Autrement dit, les mesures mises en place par le gouvernement pour taxer les superprofits des énergéticiens ont complètement raté leur cible : elles laissent ainsi « 30 milliards d’euros de marges bénéficiaires nettes réparties entre les acteurs des marchés de gros – producteurs, fournisseurs, négociants et intermédiaires de marché –, et d’un autre côté un coût net de près de 9 milliards d’euros pour les finances publiques. »
30 milliards d’euros payés par les Français, donc, en raison de plusieurs dysfonctionnements : en permettant de répercuter les pertes enregistrées les années précédentes sur un exercice suivant, le CRI permettait aux entreprises de réduire l’assiette des bénéfices sur laquelle elles payaient des impôts. EDF, notamment, touché par de lourdes pertes en 2022 (17,9 milliards d’euros), n’a rien payé ou presque.
Certains secteurs ont également été totalement exclus du CRI, comme les barrages hydroélectriques ou les centrales électriques utilisant du charbon ou du gaz de houille, issus du charbon. Et les distributeurs indépendants d’électricité – qui ne produisent pas mais profitent de l’électricité qui leur est revendue par EDF pour concurrencer EDF elle-même auprès du grand public – sont également situés hors de France, ce qui leur permet d’échapper à l’impôt.
Enfin, les seuils de taxation, les prix à partir desquels l’Etat prélève la taxe, sont trop élevés : 90 euros par mégawattheure pour le nucléaire, par exemple, alors que la Commission de régulation de l’énergie (CRE) estime les coûts réels de production à 60 euros.
Résultat, alors que l’exécutif estimait les recettes fiscales pour 2023 à 12,3 milliards d’euros, le CRI n’aurait récolté, selon la Cour des comptes, que 4,3 milliards sur l’ensemble de la période 2022/2023. La stratégie du gouvernement consistant à laisser les prix augmenter pour mieux compenser plus tard, les marges ont sensiblement augmenté et ont été en partie remboursées au consommateur via le bouclier tarifaire -72 milliards d’euros entre 2021 et 2024.
Les compagnies pétrolières ne s’inquiètent pas non plus
C’est donc un euphémisme de dire que les entreprises énergétiques n’ont pas vu leurs bénéfices taxés de manière énorme. Et tout durcissement des règles serait désormais trop tardif pour s’avérer lucratif : les prix de l’électricité se sont largement calmés, ils ont été divisés par deux en moyenne depuis 2023.

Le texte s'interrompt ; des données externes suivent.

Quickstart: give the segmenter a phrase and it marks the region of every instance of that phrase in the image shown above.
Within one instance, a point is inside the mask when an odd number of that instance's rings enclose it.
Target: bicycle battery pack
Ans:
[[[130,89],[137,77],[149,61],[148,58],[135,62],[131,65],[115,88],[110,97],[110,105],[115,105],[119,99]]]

Les manques à gagner ne seront pas compensés, d’autant plus que d’autres superprofits n’ont pas non plus été captés. Une note de l’Institut de politique publique (IPP) souligne que la taxe sur les superprofits pétroliers n’a rapporté que 69 millions d’euros – après avoir estimé fin 2022 qu’elle pourrait rapporter six milliards d’euros.
Les raisons sont les mêmes que pour le CRI : des sociétés pétrolières basées hors de France et des pertes passées imputées à l’exercice en cours. La taxe concernant le raffinage, très peu de bénéfices ont été captés, les entreprises du secteur parvenant facilement à transférer leurs bénéfices hors de France pour optimiser leur assiette fiscale. Totalenergies, qui réalise 51 % de son chiffre d’affaires en Europe, n’y paie que 4 % de ses impôts.

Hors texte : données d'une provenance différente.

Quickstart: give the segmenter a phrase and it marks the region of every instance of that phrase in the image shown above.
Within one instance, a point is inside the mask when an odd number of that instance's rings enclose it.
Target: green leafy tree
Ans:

Le seul point positif est le rendement des CFD (« contrats sur différence ») mis en place par l’État dans le domaine des énergies renouvelables : il permet de fixer un prix de vente au-dessus duquel l’État capte des profits, et en dessous duquel il aide les entreprises. L’objectif est d’aider les nouvelles entreprises à investir. Ce système a rapporté 13,7 milliards d’euros en 2022/2023. C’est donc le solaire et l’éolien qui auront le plus financé la crise énergétique.